On December 14, IDFI organized a partner session within the framework of the 2021 Open Government Partnership (OGP) Global Summit, titled Stronger Alliances against Corruption in Procurement through the Lens of OGP. The panel was organized by the Institute for Development of Freedom of Information and brought together experts from around the world with extensive experience with the topic of public procurement. The Global Summit provides the OGP community an opportunity to reflect on a decade of open governance reforms across the world and solidify the vision for the future.The primary goal of IDFI’s partner session was to discuss the impact of international and regional CSO alliances on transparency and openness in the direction of public procurements and offer insights into how these alliances can be helpful to both the OGP goals and the Global 2030 Agenda going forward.
The panel brought together Vivien Suerte-Cortez, Consultant in Thematic Policy Areas with the Open Government Partnership; Karolis Granickas, Senior Program Manager for Europe at Open Contracting Partnership; Sandor Lederer, co-founder and Executive Director of K-Monitor; Khrystyna Zelinska, Innovation Projects Program Manager at Transparency International Ukraine; and Sandro Rochikashvili, TPPR Project Manager at IDFI.
Giorgi Kldiashvili, the Executive Director of IDFI, offered opening remarks and moderated the panel discussion.
“With OGP being a global partnership and a revitalized Global Partnership for Sustainable Development being named central to achieving the Global 2030 Agenda, international alliances tackling the topic of public procurement are thrust into the spotlight. Pooling expertise, best practices, and various tools and mechanisms together, it becomes possible to push for better and more transparent procurement systems with enhanced support from peers across countries and continents. Backed by such networks and alliances, local CSOs are empowered to push for better legislation and standards, advocate more effectively, and share international experience with their governments and local partners,” – said Giorgi in his opening remarks.Following his opening remarks, the panelists spoke regarding their own experiences in the field, with particular emphasis on the role international, regional, and local coalitions play in pushing for positive change. Ms. Suerte-Cortez discussed the issue of public procurement within the context of OGP, stressing the importance of open contracting in this regard, and discussing various examples of successful action by partners and member states.
Karolis Granickas highlighted positive change being enacted on a wider regional scale through the example of the Open Spending EU Coalition – a collaborative effort by a variety of non-government organizations aiming to advance the principles of openness in spending of funds, procurement, and company ownership within the EU. Sandor Lederer in turn spoke regarding some recent collaborative activities related to public procurement, including the tenders.guru project that aimed to foster transparency in local level procurements, a BI tool at redflags.eu in cooperation with TI Ukraine, and the Open Procurement EU coalition.
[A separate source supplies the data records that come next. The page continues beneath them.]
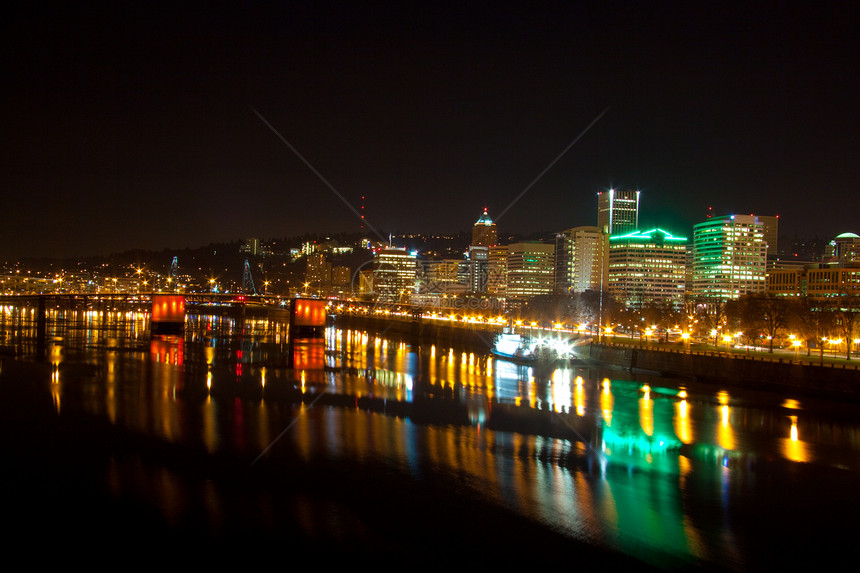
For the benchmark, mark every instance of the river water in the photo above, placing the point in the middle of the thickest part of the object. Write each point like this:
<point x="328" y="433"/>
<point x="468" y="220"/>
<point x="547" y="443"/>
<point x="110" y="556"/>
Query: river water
<point x="365" y="446"/>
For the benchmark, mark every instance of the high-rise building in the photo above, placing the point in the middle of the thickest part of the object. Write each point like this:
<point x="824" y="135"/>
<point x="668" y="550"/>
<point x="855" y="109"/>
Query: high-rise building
<point x="729" y="257"/>
<point x="318" y="273"/>
<point x="530" y="271"/>
<point x="770" y="234"/>
<point x="484" y="232"/>
<point x="618" y="211"/>
<point x="497" y="270"/>
<point x="580" y="258"/>
<point x="477" y="266"/>
<point x="394" y="274"/>
<point x="647" y="267"/>
<point x="845" y="248"/>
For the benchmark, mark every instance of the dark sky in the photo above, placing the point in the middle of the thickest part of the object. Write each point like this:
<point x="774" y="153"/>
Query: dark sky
<point x="154" y="126"/>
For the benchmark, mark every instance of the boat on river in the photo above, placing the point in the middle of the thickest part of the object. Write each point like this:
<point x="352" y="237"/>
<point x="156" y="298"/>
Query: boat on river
<point x="512" y="346"/>
<point x="515" y="347"/>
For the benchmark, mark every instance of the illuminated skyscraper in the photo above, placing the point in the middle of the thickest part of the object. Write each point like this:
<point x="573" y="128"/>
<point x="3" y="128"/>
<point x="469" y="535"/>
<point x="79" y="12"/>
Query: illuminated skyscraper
<point x="729" y="257"/>
<point x="484" y="232"/>
<point x="845" y="248"/>
<point x="530" y="270"/>
<point x="618" y="211"/>
<point x="579" y="254"/>
<point x="647" y="268"/>
<point x="394" y="274"/>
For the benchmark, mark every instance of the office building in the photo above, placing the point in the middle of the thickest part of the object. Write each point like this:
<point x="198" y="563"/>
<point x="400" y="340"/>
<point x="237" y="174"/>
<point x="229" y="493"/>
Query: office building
<point x="530" y="271"/>
<point x="647" y="268"/>
<point x="845" y="248"/>
<point x="618" y="211"/>
<point x="729" y="257"/>
<point x="580" y="259"/>
<point x="394" y="274"/>
<point x="497" y="270"/>
<point x="484" y="232"/>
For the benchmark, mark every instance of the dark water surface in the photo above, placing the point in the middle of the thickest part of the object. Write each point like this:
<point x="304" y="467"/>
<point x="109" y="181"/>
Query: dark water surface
<point x="209" y="448"/>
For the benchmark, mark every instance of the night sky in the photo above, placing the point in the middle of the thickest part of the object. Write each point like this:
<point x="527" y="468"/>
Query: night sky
<point x="151" y="126"/>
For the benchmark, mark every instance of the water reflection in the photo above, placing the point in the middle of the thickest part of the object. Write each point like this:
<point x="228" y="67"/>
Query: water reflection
<point x="605" y="458"/>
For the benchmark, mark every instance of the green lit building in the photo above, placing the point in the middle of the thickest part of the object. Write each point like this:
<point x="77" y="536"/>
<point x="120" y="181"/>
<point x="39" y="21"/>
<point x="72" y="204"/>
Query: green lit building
<point x="530" y="271"/>
<point x="729" y="257"/>
<point x="647" y="267"/>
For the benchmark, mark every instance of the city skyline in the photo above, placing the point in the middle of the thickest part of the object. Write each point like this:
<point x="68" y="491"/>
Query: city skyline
<point x="139" y="128"/>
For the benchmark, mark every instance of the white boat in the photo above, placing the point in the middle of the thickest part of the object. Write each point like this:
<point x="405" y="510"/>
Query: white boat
<point x="512" y="346"/>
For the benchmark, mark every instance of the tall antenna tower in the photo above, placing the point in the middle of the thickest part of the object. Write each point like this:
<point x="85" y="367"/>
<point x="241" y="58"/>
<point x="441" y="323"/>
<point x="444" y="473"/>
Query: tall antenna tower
<point x="248" y="280"/>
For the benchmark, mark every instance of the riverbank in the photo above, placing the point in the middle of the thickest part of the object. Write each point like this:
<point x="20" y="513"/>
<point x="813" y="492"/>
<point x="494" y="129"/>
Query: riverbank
<point x="829" y="380"/>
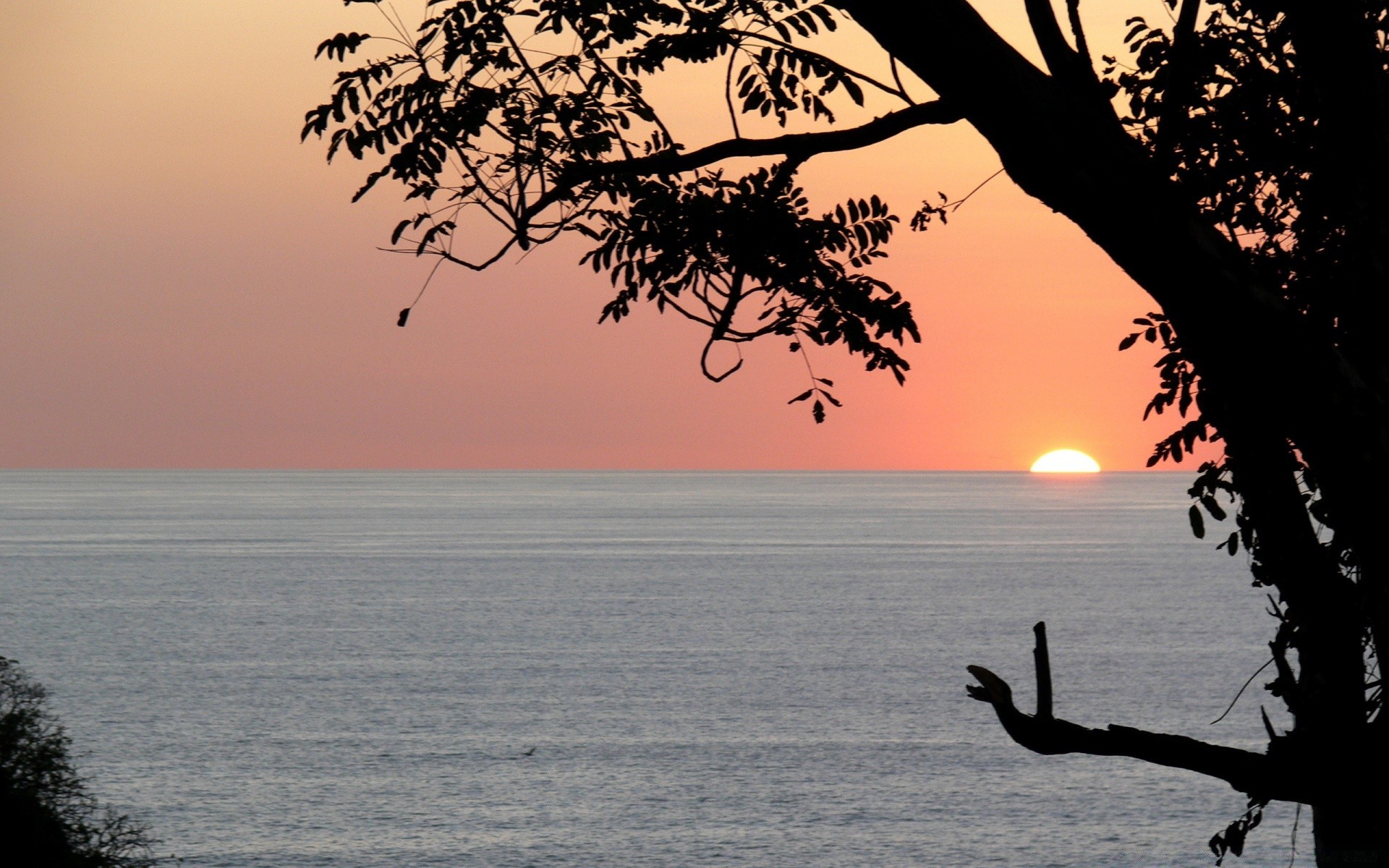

Ms. Zelinska approached the topic of the panel discussion primarily through the lens of the DOZORRO watchdog network launched by TI Ukraine, which monitors and exposes problems with public procurement in Ukraine. She spoke extensively about the role this network has played in bettering procurement in the country. The discussion also highlighted how other international tools, such as, for instance, TPPR, can be used for spurring action and setting goals for such networks and coalitions.
Finally, Sandro Rochikashvili discussed IDFI’s own global initiative, the Transparent Public Procurement Rating, highlighting especially examples of legislative reforms that were achieved as a result of the assessment results of the countries being leveraged by partner organizations and local CSOs to push for changes. These examples included developments in Kyrgyzstan, Kenya, Costa Rica, Venezuela, as well as some current processes that have potential to yield positive change.
The panelists repeatedly stressed the vital role coalitions and alliances play in paving the way for better, more efficient, more transparent public procurement systems worldwide. With Open Contracting and Public Procurement being one of the cornerstones of the OGP anti-corruption agenda, and the importance of public procurement in achieving SDGs 8, 9, 12, 16, and 17 of the Global 2030 Agenda, this role will only increase in the coming years.
IDFI remains committed to participating in international initiatives, including its active involvement in OGP in Georgia as well as globally. The TPPR network has grown to 41 countries and will soon acquire new members, allowing partners to accurately assess public procurement systems, to develop recommendations for solutions for the deficiencies revealed through evaluation, and to more successfully advocate for change.